In fact, Gen Z accounted for 19% of total Out of Home visits in Q3 2017, according to the latest industry report from Decision Lab’s Foodservice Monitor. What’s more this group of diners has boosted their footfall to foodservice outlets by a whopping 46% compared to the same period last year.
However, while Gen Z can be considered a mighty force in Vietnam’s foodservice market, this new group of consumers is unlike their predecessors and cannot be engaged with in the same way.
For players in the F&B industry, here are five things you need to know about Generation Z.
Unlike older consumers who tend to concentrate food and drink consumption into two main meals, Gen Z does not discriminate against eating times. Since many will be used to a relatively flexible school/work schedule, these youngsters can and choose to graze throughout the day.
This leads to great potential for foodservice businesses who can utilize Gen Z’s all day eating habits to optimise low traffic day-parts, especially day-time snacking occasions.
Despite relatively low incomes, as either students or first jobbers, Gen Z spends a high proportion of its money on purchasing food and drinks out of home, almost 900.000 VND (approx. 40USD) a month. Decision Lab’s report also indicates that, unlike older generations, Gen Z spends a higher percentage of their money on snacks, as much as their main meals.
Though it’s true that this group of consumers still has lower spending power than the wealthier, older cohorts, businesses should seriously regard them as the core target for future business growth.
As a generation with an innate crave for new, exciting things, Gen Z understandably makes much more visits to foodservice outlets specializing in foreign cuisines compared to other generations.
Businesses focusing on foreign cuisine concepts should therefore revise their communication and marketing strategies to target this group of customers more precisely. Meanwhile, outlets specializing in Vietnamese cuisine can try to lure in the young by coming up with new dishes and adding a twist to its traditional menu to stay relevant and attractive.
Bubble tea may well be Gen Z’s signature drink since they were six times more likely to consume it than any other generation. According to Decision Lab’s Foodservice Monitor their bubble tea passion lead to a huge surge in visits to bubble tea shops during the past year while their indifference to coffee beverages partly explained the decline in visits to coffee shops in 2017.
Bubble tea is just one prominent example of how Gen Z can influence the foodservice market in fundamental ways, further emphasising why foodservice businesses should invest in understanding this generation.
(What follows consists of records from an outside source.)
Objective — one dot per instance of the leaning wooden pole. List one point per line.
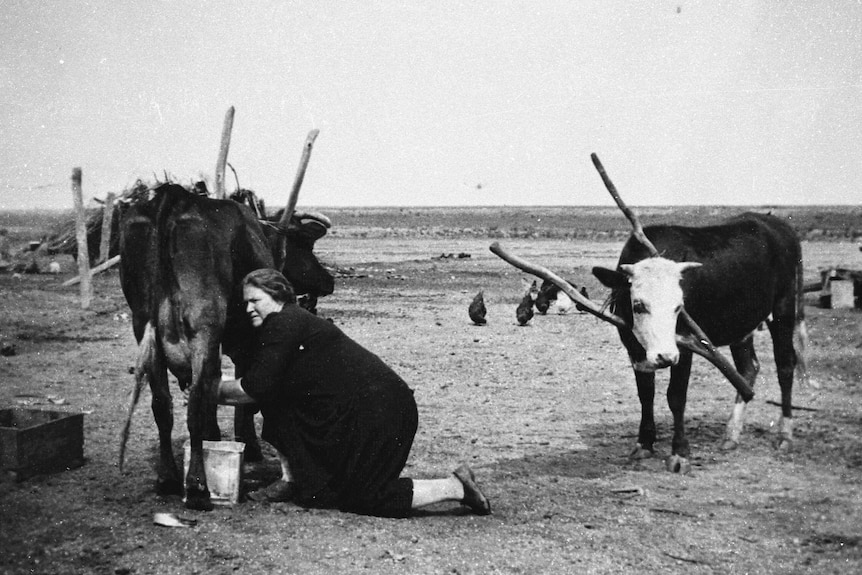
(588, 305)
(222, 154)
(698, 334)
(297, 182)
(546, 274)
(81, 237)
(107, 223)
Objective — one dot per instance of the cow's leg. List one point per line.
(244, 431)
(201, 408)
(243, 421)
(168, 480)
(782, 329)
(646, 433)
(745, 360)
(677, 391)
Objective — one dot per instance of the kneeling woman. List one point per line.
(342, 421)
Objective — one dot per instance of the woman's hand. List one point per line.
(230, 392)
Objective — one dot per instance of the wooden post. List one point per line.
(698, 336)
(222, 155)
(107, 220)
(81, 236)
(297, 181)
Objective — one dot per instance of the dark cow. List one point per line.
(293, 249)
(183, 257)
(731, 278)
(300, 266)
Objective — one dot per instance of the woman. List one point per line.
(340, 419)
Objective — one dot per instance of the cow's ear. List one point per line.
(685, 266)
(611, 278)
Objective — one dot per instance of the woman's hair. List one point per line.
(273, 283)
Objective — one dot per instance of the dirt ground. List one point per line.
(545, 414)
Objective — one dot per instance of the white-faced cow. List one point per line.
(730, 277)
(183, 257)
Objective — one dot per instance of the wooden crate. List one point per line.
(36, 441)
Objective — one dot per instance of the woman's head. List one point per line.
(265, 291)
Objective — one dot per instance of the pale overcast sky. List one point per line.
(438, 102)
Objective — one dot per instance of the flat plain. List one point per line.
(546, 415)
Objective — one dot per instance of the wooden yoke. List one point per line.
(697, 341)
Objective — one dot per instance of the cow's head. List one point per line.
(656, 298)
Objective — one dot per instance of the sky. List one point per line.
(437, 103)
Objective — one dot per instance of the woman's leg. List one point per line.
(279, 490)
(460, 487)
(430, 491)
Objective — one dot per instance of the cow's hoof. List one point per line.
(729, 445)
(169, 487)
(677, 464)
(640, 452)
(252, 453)
(199, 500)
(784, 445)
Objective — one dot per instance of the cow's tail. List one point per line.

This is a generation that is on the loop out for new concepts and highly savvy about better offerings elsewhere. They are therefore harder to please and choosier about recommending an eating place, compared to other generations.
To win over Gen Z, businesses need smarter and more effective marketing strategies, along with ensuring real life positive consumer experience.
All in all, Gen Z, with their increasing consumption power, deserves to be taken seriously by Foodservice players, both manufacturers and operators. While Gen Z notably differs from other generations posing unprecedented consumption behaviour, they are very much reachable and can become exciting challenges for businesses to win over.